Doch nun plötzlich stutzte der Ziegenbock: "Und wie ziehst du mich nun heraus?"

Der Fuchs kicherte: "Hättest du nur halb soviel Verstand wie Haare in deinem Bart, du wärest nicht in den Brunnen gesprungen, ohne vorher zu bedenken, wie du wieder herauskommst. Jetzt hast du sicher Zeit genug dazu. Lebe wohl! Ich kann dir leider keine Gesellschaft leisten, denn auf mich warten wichtige Geschäfte."

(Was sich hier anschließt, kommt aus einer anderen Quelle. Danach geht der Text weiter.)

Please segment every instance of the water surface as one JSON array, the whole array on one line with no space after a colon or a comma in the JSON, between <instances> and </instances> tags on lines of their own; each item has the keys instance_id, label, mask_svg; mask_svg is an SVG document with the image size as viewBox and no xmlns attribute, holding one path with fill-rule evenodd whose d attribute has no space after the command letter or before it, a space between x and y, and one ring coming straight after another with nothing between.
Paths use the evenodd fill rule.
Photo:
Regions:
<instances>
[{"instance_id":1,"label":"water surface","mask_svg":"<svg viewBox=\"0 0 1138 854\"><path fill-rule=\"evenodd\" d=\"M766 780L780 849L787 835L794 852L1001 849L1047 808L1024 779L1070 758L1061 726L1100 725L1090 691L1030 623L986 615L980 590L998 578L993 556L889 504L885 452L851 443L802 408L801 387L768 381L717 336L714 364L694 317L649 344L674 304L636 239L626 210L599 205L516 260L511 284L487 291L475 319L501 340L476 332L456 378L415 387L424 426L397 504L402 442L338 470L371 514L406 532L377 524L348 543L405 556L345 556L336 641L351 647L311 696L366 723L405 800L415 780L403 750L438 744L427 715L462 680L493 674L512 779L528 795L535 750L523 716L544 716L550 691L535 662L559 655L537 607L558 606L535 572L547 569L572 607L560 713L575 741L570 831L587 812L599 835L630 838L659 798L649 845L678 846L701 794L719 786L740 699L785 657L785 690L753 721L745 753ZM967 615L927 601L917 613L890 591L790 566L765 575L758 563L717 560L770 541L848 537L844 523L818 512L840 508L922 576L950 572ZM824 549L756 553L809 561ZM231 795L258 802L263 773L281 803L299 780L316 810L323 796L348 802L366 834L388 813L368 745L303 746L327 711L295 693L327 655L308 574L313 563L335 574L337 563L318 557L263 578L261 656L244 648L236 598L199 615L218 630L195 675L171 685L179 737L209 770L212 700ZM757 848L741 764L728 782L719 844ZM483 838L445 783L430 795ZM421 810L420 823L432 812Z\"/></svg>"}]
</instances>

Der Fuchs und der Wolf am Brunnen:

Es war eine klare Vollmondnacht. Ein Fuchs strolchte durchs Dorf und kam zu einem Ziehbrunnen. Als er hinunterblickte, traute er seinen Augen nicht; da lag ein großer, runder goldgelber Käse. Er kniff die Augen zu und öffnete sie wieder. Nein, es war kein Traum.

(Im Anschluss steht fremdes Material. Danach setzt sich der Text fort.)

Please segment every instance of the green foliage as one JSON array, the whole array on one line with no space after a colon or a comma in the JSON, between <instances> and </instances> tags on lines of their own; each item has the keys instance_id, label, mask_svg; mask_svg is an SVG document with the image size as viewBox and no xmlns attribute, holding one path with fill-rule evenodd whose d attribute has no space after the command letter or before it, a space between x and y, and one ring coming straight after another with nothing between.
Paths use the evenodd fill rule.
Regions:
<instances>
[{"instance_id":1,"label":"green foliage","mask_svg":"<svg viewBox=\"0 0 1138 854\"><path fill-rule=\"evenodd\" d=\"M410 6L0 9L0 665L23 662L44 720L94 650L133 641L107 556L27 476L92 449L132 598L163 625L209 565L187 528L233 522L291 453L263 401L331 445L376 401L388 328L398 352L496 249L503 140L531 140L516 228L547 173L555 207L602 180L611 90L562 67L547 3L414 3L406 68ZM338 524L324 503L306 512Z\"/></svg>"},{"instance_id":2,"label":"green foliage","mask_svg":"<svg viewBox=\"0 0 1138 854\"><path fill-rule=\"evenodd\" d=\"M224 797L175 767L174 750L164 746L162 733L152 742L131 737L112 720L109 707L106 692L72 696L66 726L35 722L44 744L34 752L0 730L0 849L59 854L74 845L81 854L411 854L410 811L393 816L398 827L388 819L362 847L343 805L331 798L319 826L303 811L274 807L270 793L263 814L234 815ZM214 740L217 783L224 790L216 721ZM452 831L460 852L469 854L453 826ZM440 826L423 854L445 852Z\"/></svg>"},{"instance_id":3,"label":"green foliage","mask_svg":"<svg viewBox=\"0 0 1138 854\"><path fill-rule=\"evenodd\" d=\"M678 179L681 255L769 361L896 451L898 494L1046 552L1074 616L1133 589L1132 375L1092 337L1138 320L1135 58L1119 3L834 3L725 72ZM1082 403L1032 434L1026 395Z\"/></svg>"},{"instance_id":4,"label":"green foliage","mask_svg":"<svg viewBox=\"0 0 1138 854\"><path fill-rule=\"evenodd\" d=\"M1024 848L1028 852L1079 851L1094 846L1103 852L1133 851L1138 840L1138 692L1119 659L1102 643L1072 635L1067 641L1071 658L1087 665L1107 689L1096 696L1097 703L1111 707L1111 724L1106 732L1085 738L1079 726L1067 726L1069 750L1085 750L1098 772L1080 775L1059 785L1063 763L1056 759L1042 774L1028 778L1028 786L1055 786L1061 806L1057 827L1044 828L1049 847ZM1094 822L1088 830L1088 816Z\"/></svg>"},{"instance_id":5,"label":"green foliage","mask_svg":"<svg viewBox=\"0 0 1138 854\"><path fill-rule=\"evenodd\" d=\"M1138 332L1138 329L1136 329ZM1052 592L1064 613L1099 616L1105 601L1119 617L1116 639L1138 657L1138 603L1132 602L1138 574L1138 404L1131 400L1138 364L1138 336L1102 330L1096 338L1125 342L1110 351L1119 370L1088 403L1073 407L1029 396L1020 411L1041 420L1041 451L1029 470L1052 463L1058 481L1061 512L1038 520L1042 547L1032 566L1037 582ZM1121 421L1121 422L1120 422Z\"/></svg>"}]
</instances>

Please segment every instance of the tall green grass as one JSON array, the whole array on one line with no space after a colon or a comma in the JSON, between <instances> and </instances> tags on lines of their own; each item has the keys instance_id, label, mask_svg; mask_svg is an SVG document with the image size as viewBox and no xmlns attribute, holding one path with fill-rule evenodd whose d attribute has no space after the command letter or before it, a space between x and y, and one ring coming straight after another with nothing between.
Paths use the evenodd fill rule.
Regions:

Der Fuchs besann sich nicht lange, sprang in den Eimer, der über dem Brunnenrand schwebte, und abwärts ging die Fahrt. Ein zweiter Eimer schaukelte aus der Tiefe empor, an ihm vorbei.

Unten angekommen, wollte der hungrige Fuchs sich sofort auf den fetten Käse stürzen. Aber was war denn das? Seine Nase stieß in eiskaltes Wasser, der Käse verformte sich und verschwand.

Verblüfft starrte der Fuchs in's Dunkel, und langsam kehrte der "Käse" unversehrt zurück. Nun begriff er seinen Irrtum. Wie hatte er nur so schwachköpfig handeln können! Nun saß er in der Patsche.

Er schaute zum Brunnen hinauf. Niemand war da, der ihn aus dem Schlamassel befreien konnte. Nur der Vollmond lächelte ihm hell und freundlich zu.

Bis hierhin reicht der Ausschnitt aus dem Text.